Wadding lifted his chin by the smallest of margins. “But there is this difference, Your Holiness: Christ could not err. His was a crisis of the heart, not of holiness, not of grace.”

“That is profoundly true-and so I am glad that you are with me to offer counsel. For you must now each argue for one of the two forking paths that lie before us.”

“You mean, toward Vatican Two, or away,” murmured Wadding, so distracted that he forgot to add the Pontiff’s honorific.

“Yes. And let us take another lesson from our Savior’s terrible night of trial, for Christ’s behavior always stands as a model for our own. He asked for the bitter cup to pass, if it might. This shows us, beyond any argument, that despite the horrors approaching, Our Savior’s head was clear. He knew what lay before Him, if He chose to stay in that garden. He knew the prudent, mundane choice, but demonstrated His grace in rejecting it in favor of the wise-the divine-choice.
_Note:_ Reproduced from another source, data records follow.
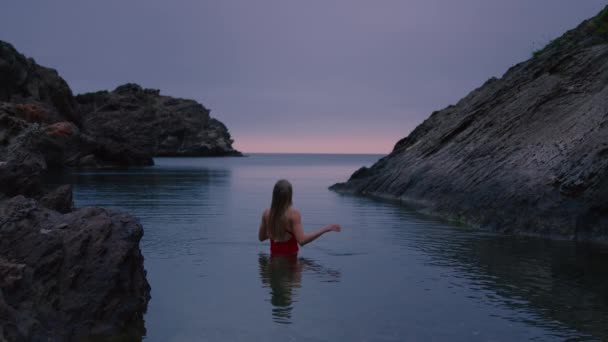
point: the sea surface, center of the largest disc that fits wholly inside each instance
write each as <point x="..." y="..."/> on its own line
<point x="390" y="275"/>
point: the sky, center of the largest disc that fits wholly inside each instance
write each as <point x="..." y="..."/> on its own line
<point x="329" y="76"/>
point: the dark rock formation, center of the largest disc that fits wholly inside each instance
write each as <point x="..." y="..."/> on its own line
<point x="43" y="93"/>
<point x="69" y="276"/>
<point x="65" y="274"/>
<point x="155" y="124"/>
<point x="526" y="153"/>
<point x="126" y="127"/>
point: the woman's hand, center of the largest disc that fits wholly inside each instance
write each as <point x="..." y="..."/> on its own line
<point x="333" y="228"/>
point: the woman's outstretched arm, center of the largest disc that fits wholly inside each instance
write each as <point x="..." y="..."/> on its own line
<point x="303" y="238"/>
<point x="263" y="232"/>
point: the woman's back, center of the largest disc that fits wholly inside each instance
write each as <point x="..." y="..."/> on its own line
<point x="282" y="223"/>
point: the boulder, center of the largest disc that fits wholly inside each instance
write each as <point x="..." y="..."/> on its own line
<point x="70" y="276"/>
<point x="526" y="153"/>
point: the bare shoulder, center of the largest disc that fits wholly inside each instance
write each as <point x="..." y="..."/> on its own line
<point x="294" y="215"/>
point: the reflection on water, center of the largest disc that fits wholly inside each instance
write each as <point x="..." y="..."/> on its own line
<point x="283" y="275"/>
<point x="391" y="275"/>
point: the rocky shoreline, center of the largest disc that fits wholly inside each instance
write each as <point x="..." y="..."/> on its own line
<point x="525" y="154"/>
<point x="78" y="273"/>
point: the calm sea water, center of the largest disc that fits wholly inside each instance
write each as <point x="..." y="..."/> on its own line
<point x="391" y="275"/>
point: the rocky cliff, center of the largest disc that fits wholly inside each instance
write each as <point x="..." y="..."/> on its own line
<point x="65" y="273"/>
<point x="154" y="124"/>
<point x="126" y="127"/>
<point x="526" y="153"/>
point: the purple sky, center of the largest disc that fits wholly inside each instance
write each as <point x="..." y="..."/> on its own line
<point x="293" y="76"/>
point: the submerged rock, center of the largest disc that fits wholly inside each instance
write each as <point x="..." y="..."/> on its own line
<point x="69" y="276"/>
<point x="526" y="153"/>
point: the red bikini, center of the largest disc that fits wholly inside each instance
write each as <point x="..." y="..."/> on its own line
<point x="289" y="247"/>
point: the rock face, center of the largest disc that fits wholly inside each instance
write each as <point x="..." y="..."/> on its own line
<point x="126" y="127"/>
<point x="526" y="153"/>
<point x="69" y="276"/>
<point x="65" y="274"/>
<point x="158" y="125"/>
<point x="155" y="124"/>
<point x="23" y="81"/>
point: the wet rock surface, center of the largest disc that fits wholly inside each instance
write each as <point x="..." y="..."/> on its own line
<point x="155" y="124"/>
<point x="526" y="153"/>
<point x="125" y="127"/>
<point x="69" y="276"/>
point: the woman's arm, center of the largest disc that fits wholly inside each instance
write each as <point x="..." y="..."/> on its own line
<point x="303" y="238"/>
<point x="263" y="232"/>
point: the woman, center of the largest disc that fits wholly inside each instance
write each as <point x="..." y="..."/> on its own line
<point x="282" y="223"/>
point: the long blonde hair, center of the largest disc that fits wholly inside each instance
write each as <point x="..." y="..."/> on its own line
<point x="281" y="201"/>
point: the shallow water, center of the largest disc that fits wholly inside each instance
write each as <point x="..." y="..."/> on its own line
<point x="391" y="275"/>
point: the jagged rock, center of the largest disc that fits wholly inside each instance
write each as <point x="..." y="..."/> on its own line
<point x="60" y="199"/>
<point x="526" y="153"/>
<point x="69" y="276"/>
<point x="155" y="124"/>
<point x="36" y="88"/>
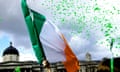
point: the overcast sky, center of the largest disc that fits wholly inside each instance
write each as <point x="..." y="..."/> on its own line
<point x="13" y="28"/>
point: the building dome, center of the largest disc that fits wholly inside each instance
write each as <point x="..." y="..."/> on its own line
<point x="11" y="50"/>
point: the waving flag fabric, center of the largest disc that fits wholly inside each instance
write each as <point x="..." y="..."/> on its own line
<point x="46" y="38"/>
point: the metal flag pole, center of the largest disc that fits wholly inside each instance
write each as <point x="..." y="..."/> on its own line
<point x="111" y="59"/>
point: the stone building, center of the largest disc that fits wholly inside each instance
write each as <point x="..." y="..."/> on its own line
<point x="11" y="61"/>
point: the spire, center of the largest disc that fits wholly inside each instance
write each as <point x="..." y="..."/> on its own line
<point x="10" y="43"/>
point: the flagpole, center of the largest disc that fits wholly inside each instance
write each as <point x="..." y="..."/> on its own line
<point x="45" y="61"/>
<point x="111" y="59"/>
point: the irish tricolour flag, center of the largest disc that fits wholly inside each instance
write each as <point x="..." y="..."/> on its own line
<point x="47" y="40"/>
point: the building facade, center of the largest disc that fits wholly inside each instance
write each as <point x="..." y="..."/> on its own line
<point x="11" y="61"/>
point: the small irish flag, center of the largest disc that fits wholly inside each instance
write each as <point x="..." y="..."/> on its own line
<point x="47" y="40"/>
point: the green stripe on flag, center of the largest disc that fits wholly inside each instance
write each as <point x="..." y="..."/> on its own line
<point x="34" y="27"/>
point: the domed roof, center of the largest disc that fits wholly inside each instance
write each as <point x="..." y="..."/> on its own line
<point x="10" y="50"/>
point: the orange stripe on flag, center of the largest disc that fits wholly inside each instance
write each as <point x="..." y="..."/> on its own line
<point x="71" y="64"/>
“So, let us see the same distinction in our own quandary as we approach this fork in our own road. And let us do so by setting aside, just for one moment, our constant mandate that we must always, to the best of our frail abilities, be agents of divine grace. Let us instead, simply reason as practical men as we confront this question: Is there any doubt about the wisest alliance for us to make?”

All of them shook their heads in the negative. Even Wadding.

“Just so. We are certain of the political prudence of allying with the USE and the forces of change exemplified in that land, as well as in the Netherlands and, increasingly, even Austria. We are no less sure of this than Christ knew that the most prudent act was to flee the garden of Gethsemane.

“But, also like him, we have a crisis of the heart as well. However, whereas our Savior’s grace is perfect, ours is terribly imperfect. So, flawed as we are in matters of grace, we can only discern the most prudent mundane option with certainty. But what if terrestrial prudence is not, in this case, aligned with what is right and holy? What if, to walk in grace, we must walk in perilous ways, as did Christ that night, and the martyrs thereafter? Is it right-is it God’s will-that we should place the safe-keeping of Peter’s Church in the hands of those who many of us still call heretics, but who sincerely deem themselves Reformed?”

“We must not.” Wadding’s voice shook with emotion.

“I am not so certain of either path at this particular fork in the road, Father Wadding. But I am sure of this: if, at the end of our deliberations, we retain any doubt that the prudent choice is also the right choice, the holy choice, then we must construe that doubt to be our Heavenly father whispering the word ‘caution’ into our ears.”

Mazzare nodded, worried but hearing many layers in Urban’s musings. “His Holiness has the wisdom of the early Church fathers. But I must ask this question, too: where does the Prince of the Church go if not to a haven made safe by powers which now espouse toleration? Which, indeed, only possess those powers of protection because of the unity made possible by that toleration?”

‘‘An excellent question, my son. But again, that is merely a matter of prudence. And as the unworthy inheritor of Peter’s See, I am bound to put questions of grace before prudence, when and if they are separate concerns. As they most certainly are in this case.”

They turned a corner in the winding lane, the wooded mountains grown so steep and so close that it was hard to imagine why the pines did not tumble down upon them. And at that road’s end, there was a small country villa, boasting a modest enclosed garden and humble, scattered vineyards.

“See,” said Urban, turning and pointing at the rustic building with a smile, “Gethsemane awaits us.”